La portada de todo álbum debiese generar impresiones anticipadas sobre el contenido que este alberga. Bajo esa lógica, ver esa especie de caja torácica roja –que en primera instancia tendría a una mujer obesa y desnuda dentro de ella, pero fue censurada– delante de un fondo negro, no puede más que desconcertar. Si a eso se le suma el intrigante título, “Undertow” (“Resaca” en inglés), esto sólo pude verse potenciado. La estética visual de todo esto simplemente respondía a la proyección del vivo reflejo de la música de Tool. Agonía y desconcierto, no existe otra forma de describirles.

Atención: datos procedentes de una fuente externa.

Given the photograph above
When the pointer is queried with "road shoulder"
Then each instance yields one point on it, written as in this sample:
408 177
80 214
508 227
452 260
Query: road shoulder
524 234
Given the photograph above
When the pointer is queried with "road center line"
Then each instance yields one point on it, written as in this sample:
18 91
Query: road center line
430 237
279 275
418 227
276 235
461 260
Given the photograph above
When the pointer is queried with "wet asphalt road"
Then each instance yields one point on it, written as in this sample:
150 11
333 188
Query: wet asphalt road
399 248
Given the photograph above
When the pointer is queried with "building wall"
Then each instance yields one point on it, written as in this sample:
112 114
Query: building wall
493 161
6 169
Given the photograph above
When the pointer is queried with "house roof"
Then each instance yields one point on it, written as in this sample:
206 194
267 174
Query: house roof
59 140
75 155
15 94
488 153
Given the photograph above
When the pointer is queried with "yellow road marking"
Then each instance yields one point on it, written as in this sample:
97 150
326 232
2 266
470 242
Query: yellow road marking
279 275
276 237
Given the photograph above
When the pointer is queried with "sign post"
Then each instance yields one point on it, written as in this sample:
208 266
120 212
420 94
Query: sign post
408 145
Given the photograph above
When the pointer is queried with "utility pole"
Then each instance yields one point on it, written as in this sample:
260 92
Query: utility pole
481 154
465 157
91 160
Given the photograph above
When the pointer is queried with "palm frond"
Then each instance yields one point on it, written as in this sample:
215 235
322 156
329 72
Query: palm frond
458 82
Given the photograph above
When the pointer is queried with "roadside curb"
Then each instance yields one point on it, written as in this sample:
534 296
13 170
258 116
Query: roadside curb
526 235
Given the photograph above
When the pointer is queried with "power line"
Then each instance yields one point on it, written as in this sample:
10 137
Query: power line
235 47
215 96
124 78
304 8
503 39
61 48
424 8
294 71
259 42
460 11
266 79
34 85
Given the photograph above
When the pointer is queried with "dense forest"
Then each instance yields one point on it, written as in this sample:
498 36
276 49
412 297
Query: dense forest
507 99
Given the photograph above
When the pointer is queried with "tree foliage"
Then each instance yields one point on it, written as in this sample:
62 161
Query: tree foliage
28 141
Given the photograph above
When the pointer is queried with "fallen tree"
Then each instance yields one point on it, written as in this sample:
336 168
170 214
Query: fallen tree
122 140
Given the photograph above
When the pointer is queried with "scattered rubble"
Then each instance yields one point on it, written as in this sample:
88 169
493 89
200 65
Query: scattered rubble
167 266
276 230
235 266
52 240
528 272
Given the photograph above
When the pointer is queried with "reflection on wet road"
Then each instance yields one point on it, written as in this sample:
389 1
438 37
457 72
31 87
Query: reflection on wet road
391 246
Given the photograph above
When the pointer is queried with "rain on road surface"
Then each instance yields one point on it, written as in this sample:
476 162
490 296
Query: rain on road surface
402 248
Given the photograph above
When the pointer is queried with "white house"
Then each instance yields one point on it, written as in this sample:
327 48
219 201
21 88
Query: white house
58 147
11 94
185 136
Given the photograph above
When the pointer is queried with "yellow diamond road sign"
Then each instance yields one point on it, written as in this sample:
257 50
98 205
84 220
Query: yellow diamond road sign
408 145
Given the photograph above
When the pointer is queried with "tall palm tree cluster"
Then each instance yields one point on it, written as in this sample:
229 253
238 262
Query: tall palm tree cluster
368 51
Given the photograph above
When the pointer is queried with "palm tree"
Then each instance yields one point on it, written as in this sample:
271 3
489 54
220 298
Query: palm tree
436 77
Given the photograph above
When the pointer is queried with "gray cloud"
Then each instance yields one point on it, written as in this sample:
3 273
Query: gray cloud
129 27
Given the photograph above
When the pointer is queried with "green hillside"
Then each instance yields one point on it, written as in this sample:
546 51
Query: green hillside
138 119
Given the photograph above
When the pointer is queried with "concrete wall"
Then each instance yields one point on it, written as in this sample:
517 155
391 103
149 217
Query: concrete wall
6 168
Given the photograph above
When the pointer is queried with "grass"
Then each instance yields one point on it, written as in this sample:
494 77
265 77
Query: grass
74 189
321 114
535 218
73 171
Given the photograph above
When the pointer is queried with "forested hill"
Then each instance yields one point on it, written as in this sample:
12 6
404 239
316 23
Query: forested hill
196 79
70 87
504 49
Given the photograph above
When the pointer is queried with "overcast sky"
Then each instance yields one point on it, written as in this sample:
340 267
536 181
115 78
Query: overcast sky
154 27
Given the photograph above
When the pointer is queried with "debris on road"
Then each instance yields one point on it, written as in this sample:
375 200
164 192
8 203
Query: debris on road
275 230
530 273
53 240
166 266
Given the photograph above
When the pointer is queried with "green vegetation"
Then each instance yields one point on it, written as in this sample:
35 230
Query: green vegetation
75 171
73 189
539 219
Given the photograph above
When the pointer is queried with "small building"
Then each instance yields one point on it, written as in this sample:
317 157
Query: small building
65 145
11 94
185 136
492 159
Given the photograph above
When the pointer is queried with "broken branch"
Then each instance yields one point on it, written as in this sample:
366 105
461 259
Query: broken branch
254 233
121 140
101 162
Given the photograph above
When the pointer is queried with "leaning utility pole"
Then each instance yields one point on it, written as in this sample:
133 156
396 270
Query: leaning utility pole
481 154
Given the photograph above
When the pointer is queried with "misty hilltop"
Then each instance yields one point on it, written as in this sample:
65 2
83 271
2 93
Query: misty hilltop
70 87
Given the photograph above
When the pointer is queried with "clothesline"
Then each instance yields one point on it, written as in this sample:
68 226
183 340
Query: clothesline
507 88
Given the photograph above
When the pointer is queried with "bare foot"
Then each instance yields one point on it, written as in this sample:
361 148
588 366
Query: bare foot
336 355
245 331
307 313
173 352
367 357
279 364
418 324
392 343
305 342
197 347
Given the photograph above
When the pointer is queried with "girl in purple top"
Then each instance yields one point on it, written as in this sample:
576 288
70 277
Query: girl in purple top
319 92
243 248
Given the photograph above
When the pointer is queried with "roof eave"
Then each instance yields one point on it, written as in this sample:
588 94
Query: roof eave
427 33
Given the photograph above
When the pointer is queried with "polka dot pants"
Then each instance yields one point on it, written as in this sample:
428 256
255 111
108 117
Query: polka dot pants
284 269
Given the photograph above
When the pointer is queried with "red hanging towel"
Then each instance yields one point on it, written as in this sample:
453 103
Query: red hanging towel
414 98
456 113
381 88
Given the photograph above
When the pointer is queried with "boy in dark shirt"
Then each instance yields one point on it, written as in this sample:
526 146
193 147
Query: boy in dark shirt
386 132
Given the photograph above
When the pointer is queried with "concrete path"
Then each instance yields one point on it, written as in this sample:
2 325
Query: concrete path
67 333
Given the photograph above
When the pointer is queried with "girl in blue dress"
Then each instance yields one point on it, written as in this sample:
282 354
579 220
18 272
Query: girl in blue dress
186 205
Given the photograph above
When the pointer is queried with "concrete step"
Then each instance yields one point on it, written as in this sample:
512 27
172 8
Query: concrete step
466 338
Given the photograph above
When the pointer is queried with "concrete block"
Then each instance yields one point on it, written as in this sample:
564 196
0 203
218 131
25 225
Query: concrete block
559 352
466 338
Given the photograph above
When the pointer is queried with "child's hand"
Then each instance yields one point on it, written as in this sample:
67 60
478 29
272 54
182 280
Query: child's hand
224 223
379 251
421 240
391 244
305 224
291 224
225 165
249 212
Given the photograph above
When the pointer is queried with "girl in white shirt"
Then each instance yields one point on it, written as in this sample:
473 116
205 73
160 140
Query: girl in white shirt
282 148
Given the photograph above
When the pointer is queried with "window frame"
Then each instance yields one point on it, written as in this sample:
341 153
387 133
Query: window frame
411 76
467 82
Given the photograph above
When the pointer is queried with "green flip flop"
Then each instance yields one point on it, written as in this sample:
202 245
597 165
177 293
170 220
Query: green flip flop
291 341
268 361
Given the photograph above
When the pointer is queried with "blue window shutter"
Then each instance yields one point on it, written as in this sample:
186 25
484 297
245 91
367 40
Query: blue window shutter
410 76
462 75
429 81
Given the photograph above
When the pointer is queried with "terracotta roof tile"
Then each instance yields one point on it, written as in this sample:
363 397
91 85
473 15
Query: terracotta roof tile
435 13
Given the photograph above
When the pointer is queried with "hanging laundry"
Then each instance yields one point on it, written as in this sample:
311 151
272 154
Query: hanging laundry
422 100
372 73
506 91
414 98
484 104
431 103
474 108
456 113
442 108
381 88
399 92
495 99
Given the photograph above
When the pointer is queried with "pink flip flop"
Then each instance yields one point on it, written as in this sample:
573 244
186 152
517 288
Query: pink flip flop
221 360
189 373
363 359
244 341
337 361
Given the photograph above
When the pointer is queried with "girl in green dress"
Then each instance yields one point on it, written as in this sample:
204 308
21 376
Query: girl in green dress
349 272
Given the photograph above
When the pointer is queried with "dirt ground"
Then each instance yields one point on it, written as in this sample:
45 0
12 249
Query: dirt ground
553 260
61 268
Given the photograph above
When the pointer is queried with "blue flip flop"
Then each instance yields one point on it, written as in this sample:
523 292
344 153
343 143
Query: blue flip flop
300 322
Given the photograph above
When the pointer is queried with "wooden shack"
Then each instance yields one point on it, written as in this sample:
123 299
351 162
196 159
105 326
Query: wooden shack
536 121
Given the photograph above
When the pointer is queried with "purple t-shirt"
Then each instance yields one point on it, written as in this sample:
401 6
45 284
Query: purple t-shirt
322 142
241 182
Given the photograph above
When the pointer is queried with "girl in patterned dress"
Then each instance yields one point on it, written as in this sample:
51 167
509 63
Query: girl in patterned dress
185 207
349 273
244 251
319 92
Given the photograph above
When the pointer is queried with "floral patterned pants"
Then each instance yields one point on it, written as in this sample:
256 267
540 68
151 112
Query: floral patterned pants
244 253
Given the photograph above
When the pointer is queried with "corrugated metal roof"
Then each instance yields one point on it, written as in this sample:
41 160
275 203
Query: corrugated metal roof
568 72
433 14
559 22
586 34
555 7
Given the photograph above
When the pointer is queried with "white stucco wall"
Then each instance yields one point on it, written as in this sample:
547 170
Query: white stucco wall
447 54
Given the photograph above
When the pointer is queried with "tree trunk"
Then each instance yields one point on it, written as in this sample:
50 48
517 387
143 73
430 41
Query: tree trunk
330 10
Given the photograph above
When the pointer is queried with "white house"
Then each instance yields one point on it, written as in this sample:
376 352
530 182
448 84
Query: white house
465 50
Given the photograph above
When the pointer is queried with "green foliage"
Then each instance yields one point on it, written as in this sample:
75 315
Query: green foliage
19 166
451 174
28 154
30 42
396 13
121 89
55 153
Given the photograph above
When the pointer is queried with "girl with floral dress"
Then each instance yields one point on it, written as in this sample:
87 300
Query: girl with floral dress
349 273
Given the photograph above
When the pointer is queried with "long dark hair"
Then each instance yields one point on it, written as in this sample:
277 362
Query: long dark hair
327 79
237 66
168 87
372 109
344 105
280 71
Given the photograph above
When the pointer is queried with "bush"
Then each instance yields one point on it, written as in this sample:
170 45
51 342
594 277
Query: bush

Sin duda alguna, aquello que encierra esta criptica iconografía y perfora nuestro cerebro desde los oídos es difícil de clasificar para la época, o incluso hoy por hoy. A mediados de los 90, todo lo que sonara más o menos distorsionado solía ser etiquetado de grunge o, en el mejor de los casos, como rock alternativo. Pero acá había una diferencia: el uso que se dio a la oscuridad. No hablamos del manto de sombras melancólicas que rodeaba al común de la música de la denominada Generación X, sino que de una penumbra mucho más densa que se manifestaba mediante una catarsis brutal. Pese a su crudeza y visceralidad, también encontramos niveles de introspección y sutileza muy alejados de los márgenes de la escena de la costa oeste estadounidense.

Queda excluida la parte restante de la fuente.